NVIDIA Platform Application Management Cluster

Instructions on enabling the NVIDIA platform application on a Management cluster

Enable NVIDIA Platform Application on Kommander for Management Cluster

If you intend to run applications that make use of GPU’s on your cluster, you should install the NVIDIA GPU operator. To enable NVIDIA GPU support when installing Kommander on a management cluster, perform the following steps:

Create an installation configuration file:
CODE
```
dkp install kommander --init > install.yaml
```
Append the following to the apps section in the install.yaml file to enable Nvidia platform services.
CODE
```
apps:
  nvidia-gpu-operator:
   enabled: true
```
Install Kommander using the configuration file you created:
CODE
```
dkp install kommander --installer-config ./install.yaml --kubeconfig=${CLUSTER_NAME}.conf
```
In the previous command, the --kubeconfig=${CLUSTER_NAME}.conf flag ensures that you set the context to install Kommander on the right cluster. For alternatives and recommendations around setting your context, refer to Provide Context for Commands with a kubeconfig File.
Proceed to the Select the correct Toolkit version for your NVIDIA GPU Operator section.

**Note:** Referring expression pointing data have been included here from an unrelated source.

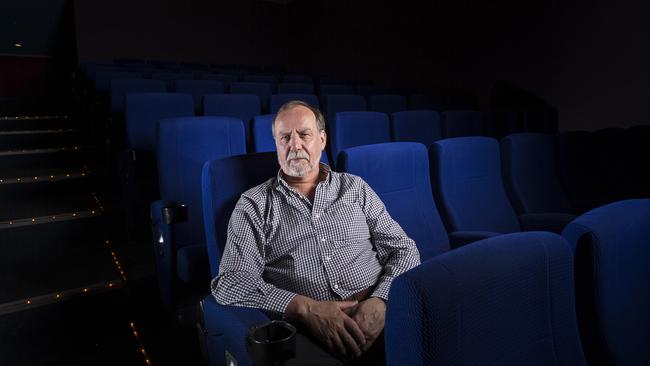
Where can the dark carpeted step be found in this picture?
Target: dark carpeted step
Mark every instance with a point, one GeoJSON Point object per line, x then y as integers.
{"type": "Point", "coordinates": [46, 158]}
{"type": "Point", "coordinates": [94, 329]}
{"type": "Point", "coordinates": [34, 139]}
{"type": "Point", "coordinates": [52, 257]}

TIP: Sometimes, applications require a longer period of time to deploy, which causes the installation to time out. Add the --wait-timeout <time to wait> flag and specify a period of time (for example, 1h) to allocate more time to the deployment of applications.

Select the Correct Toolkit Version for your NVIDIA GPU Operator

The NVIDIA Container Toolkit allows users to run GPU accelerated containers. The toolkit includes a container runtime library and utilities to automatically configure containers to leverage NVIDIA GPU and must be configured correctly according to your base operating system.

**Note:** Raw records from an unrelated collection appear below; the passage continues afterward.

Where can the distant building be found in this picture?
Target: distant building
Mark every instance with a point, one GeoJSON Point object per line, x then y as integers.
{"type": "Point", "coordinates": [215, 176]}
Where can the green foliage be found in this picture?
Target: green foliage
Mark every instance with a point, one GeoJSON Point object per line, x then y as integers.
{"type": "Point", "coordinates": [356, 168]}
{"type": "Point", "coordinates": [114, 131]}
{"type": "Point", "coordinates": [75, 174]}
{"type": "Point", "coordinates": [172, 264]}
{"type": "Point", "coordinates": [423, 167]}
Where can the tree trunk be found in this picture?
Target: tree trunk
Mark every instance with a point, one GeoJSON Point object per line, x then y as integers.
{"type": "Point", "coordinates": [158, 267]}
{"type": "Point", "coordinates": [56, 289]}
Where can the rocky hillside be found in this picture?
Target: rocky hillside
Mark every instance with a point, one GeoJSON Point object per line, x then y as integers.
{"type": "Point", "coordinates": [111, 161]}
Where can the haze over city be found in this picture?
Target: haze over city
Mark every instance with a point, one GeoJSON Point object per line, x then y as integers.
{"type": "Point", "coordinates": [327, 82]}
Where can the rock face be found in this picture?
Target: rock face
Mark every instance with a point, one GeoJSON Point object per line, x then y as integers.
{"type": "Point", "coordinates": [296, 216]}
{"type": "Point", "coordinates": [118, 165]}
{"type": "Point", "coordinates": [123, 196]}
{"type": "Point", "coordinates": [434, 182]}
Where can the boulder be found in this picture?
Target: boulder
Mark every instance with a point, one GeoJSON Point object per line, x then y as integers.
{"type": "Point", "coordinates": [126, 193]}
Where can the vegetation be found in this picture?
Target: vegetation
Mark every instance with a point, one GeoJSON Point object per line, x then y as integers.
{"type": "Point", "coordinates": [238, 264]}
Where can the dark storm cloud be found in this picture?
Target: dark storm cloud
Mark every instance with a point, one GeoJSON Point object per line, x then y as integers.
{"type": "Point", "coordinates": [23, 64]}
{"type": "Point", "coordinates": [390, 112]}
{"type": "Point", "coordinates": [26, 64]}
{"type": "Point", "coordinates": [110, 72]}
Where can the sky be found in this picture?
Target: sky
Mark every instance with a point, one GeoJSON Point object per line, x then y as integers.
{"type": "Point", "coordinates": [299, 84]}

Kommander (Management Cluster) Customization

Select the correct Toolkit version based on your OS:
The NVIDIA Container Toolkit allows users to run GPU accelerated containers. The toolkit includes a container runtime library and utilities to automatically configure containers to leverage NVIDIA GPU and must be configured correctly according to your base operating system.
Centos 7.9/RHEL 7.9:
If you’re using Centos 7.9 or RHEL 7.9 as the base operating system for your GPU enabled nodes, set the toolkit.version parameter in your Kommander Installer Configuration file or <kommander.yaml> to the following:
CODE
```
kind: Installation
apps:
  nvidia-gpu-operator:
   enabled: true
   values: |
     toolkit:
       version: v1.10.0-centos7
```
RHEL 8.4/8.6 and SLES 15 SP3
If you’re using RHEL 8.4/8.6 or SLES 15 SP3 as the base operating system for your GPU enabled nodes, set the toolkit.version parameter in your Kommander Installer Configuration file or <kommander.yaml> to the following:
CODE
```
kind: Installation
apps:
  nvidia-gpu-operator:
   enabled: true
   values: |
     toolkit:
       version: v1.10.0-ubi8
```
Ubuntu 18.04 and 20.04
If you’re using Ubuntu 18.04 or 20.04 as the base operating system for your GPU enabled nodes, set the toolkit.version parameter in your Kommander Installer Configuration file or <kommander.yaml> to the following:
CODE
```
kind: Installation
apps:
  nvidia-gpu-operator:
   enabled: true
   values: |
     toolkit:
       version: v1.11.0-ubuntu20.04
```
Install Kommander, using the configuration file you created:
CODE
```
dkp install kommander --installer-config ./install.yaml
```
In the previous command, the --kubeconfig=${CLUSTER_NAME}.conf flag ensures that you set the context to install Kommander on the right cluster. For alternatives and recommendations around setting your context, refer to Provide Context for Commands with a kubeconfig File.

TIP: Sometimes, applications require a longer period of time to deploy, which causes the installation to time out. Add the --wait-timeout <time to wait> flag and specify a period of time (for example, 1h) to allocate more time to the deployment of applications.